I assume for b) it is just starting the wizard and provide the names/IPs of the cluster nodes and the CM will scan them. Afterwards double-check the role assignments. Right ?
b.2) If CM is used with embedded Postgresql. Assuming there is a backup of the Postgresql DB, how to setup a new CM node and provide it the backup of the Postgresql db ?
It's all based on the concern of how to handle the cluster after CM is unavailable.
Are there other recommendations, thoughts about High-Availability of CM ?
When the Cloudera Manager Server dies (or stops), then your cluster will continue to operate normally (you can keep using hdfs, mapreduce, hue, hive, oozie, etc), but you will be unable to use CM to start, stop, alter config, etc. Monitoring services will generally continue to capture audit and activity information if they are still running.
You should always take regular backups of your CM database. If your main CM server is truly unrecoverable, then you can just set up a new CM server on another host and configure it to talk to the same database, then configure your agents (or use DNS tricks to have the new server look like the old one) update them with the new CM location. If your CM database dies, you can restore from backup.
You can add a newly created node through the Hosts tab, clicking the Add New Hosts to Cluster button. There's a wizard that will guide you through the process. Alternatively, you can use "Path B" to install the CM packages yourself. You can then leverage the Host Template system to make your new host pick up the same roles and configs as some other host, which is very useful when adding slave nodes.
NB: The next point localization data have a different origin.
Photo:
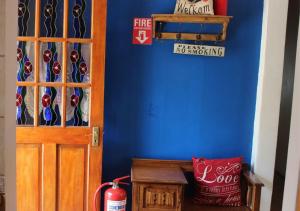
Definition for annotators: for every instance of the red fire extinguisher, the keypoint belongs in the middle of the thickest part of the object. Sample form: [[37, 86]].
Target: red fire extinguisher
[[114, 197]]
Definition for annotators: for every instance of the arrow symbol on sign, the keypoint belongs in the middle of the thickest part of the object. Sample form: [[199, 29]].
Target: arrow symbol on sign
[[142, 37]]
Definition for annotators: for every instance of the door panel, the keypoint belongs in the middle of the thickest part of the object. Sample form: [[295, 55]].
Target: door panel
[[59, 100], [28, 177], [72, 177]]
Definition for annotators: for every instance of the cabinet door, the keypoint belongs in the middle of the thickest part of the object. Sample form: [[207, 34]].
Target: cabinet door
[[59, 103], [159, 197]]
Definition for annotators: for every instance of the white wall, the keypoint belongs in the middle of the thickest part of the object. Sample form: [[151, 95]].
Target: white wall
[[293, 163], [269, 94], [2, 75]]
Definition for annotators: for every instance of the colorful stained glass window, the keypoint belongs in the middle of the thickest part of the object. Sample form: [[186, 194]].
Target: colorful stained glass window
[[50, 62], [77, 111], [26, 16], [52, 18], [50, 106], [78, 63], [25, 61], [25, 105], [80, 18]]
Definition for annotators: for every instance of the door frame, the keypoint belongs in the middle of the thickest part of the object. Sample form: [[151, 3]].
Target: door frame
[[269, 95], [10, 111], [293, 162]]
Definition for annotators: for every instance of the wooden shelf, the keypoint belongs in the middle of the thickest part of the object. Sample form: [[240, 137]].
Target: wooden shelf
[[160, 19]]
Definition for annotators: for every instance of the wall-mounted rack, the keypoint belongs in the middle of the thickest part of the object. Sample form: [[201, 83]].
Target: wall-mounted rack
[[160, 19]]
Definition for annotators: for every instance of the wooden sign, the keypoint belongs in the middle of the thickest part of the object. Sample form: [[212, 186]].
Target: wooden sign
[[199, 50]]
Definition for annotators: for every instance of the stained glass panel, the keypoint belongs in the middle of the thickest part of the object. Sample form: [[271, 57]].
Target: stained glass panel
[[25, 105], [77, 112], [51, 62], [80, 18], [25, 61], [26, 17], [52, 18], [78, 63], [50, 106]]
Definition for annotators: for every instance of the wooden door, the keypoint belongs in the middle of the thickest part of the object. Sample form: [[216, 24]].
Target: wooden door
[[59, 101]]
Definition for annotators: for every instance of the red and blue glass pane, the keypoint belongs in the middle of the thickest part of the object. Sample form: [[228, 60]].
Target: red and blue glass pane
[[25, 61], [25, 106], [52, 13], [79, 18], [77, 110], [78, 63], [50, 106], [51, 62], [26, 17]]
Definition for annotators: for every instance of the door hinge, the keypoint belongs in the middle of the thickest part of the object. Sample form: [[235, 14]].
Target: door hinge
[[95, 141]]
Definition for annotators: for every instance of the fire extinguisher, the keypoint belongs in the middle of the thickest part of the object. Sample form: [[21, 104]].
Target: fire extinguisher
[[114, 197]]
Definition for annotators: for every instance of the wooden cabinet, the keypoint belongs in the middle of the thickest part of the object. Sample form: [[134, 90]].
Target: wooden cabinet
[[157, 189]]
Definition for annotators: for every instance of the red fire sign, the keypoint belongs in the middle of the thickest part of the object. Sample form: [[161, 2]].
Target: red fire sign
[[142, 31]]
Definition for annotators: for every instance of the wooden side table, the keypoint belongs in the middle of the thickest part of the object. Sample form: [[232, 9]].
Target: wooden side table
[[157, 188]]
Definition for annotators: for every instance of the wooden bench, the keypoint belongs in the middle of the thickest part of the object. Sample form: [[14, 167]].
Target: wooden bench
[[250, 186]]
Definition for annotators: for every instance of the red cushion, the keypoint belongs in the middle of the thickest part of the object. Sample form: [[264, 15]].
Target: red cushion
[[218, 181], [220, 7]]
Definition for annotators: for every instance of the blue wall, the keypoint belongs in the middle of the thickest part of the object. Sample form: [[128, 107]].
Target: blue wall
[[161, 105]]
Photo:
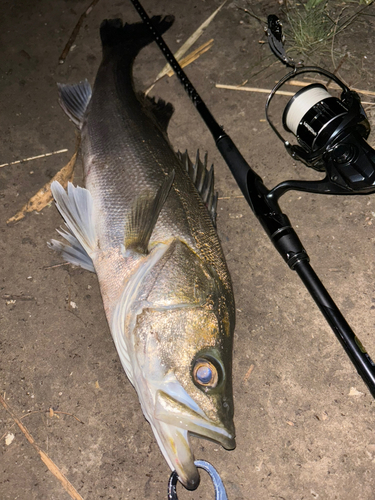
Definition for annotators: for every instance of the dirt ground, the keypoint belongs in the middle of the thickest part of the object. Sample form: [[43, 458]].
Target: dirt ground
[[304, 418]]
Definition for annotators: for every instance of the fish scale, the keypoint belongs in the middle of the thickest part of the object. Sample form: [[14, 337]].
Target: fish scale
[[141, 224]]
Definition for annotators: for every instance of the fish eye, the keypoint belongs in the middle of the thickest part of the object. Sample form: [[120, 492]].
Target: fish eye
[[205, 373]]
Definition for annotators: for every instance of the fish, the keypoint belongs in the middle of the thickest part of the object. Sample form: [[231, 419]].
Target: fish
[[144, 222]]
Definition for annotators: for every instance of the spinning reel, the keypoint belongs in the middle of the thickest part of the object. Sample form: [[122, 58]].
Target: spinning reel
[[331, 132]]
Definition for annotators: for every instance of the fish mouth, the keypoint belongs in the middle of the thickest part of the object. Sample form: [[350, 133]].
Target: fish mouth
[[175, 421]]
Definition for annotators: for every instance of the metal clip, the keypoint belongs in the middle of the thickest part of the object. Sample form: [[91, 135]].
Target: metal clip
[[220, 493]]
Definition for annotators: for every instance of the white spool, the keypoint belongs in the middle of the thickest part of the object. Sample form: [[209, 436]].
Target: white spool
[[301, 104]]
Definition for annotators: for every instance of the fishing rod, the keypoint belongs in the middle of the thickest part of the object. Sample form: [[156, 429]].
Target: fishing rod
[[331, 134]]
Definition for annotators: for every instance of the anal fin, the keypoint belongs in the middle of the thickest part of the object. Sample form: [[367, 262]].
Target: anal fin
[[73, 252]]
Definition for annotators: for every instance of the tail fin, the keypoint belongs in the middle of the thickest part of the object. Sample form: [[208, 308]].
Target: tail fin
[[131, 37]]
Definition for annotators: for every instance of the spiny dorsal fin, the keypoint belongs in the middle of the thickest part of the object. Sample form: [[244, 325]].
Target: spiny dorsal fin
[[161, 110], [142, 218], [74, 100], [203, 180]]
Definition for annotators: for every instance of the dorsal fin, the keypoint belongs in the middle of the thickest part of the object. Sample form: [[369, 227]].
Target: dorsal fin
[[161, 110], [74, 100], [142, 217], [203, 180]]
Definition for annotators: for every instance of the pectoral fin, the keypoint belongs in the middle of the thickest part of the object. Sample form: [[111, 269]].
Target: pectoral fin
[[76, 208], [142, 218]]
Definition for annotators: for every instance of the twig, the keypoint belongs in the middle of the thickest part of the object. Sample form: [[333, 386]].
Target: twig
[[186, 46], [252, 89], [299, 83], [44, 195], [75, 32], [34, 158], [51, 413], [52, 467]]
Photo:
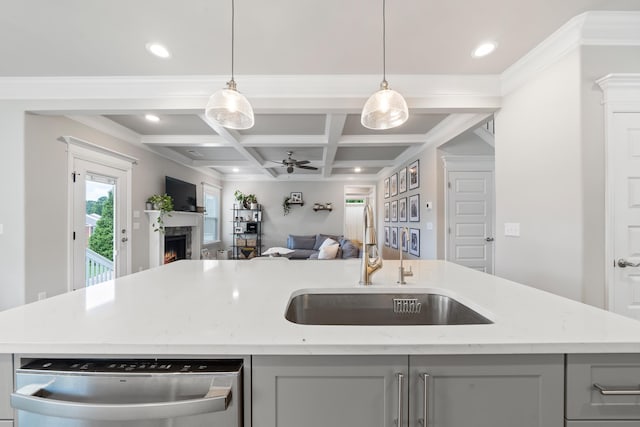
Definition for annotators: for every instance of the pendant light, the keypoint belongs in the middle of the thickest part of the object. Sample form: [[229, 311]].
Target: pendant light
[[386, 108], [228, 107]]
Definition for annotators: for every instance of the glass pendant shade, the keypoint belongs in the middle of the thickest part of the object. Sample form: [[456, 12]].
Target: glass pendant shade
[[230, 108], [385, 109]]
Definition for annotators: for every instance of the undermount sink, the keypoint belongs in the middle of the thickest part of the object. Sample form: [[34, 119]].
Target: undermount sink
[[393, 308]]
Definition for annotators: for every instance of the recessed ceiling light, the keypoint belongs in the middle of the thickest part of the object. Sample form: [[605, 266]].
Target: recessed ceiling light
[[158, 50], [484, 49]]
Whether CM is using embedded postgresql or some other database, you'll need to make sure you restore the database correctly and then configure CM to talk to that database, which is usually controlled in the /etc/cloudera-scm-server/db.properties file. If using the embedded db, then also be sure to restore the /etc/cloudera-scm-server/db.mgmt.properties file. An alternative to relying on database backups is to use and configure a database that itself has HA.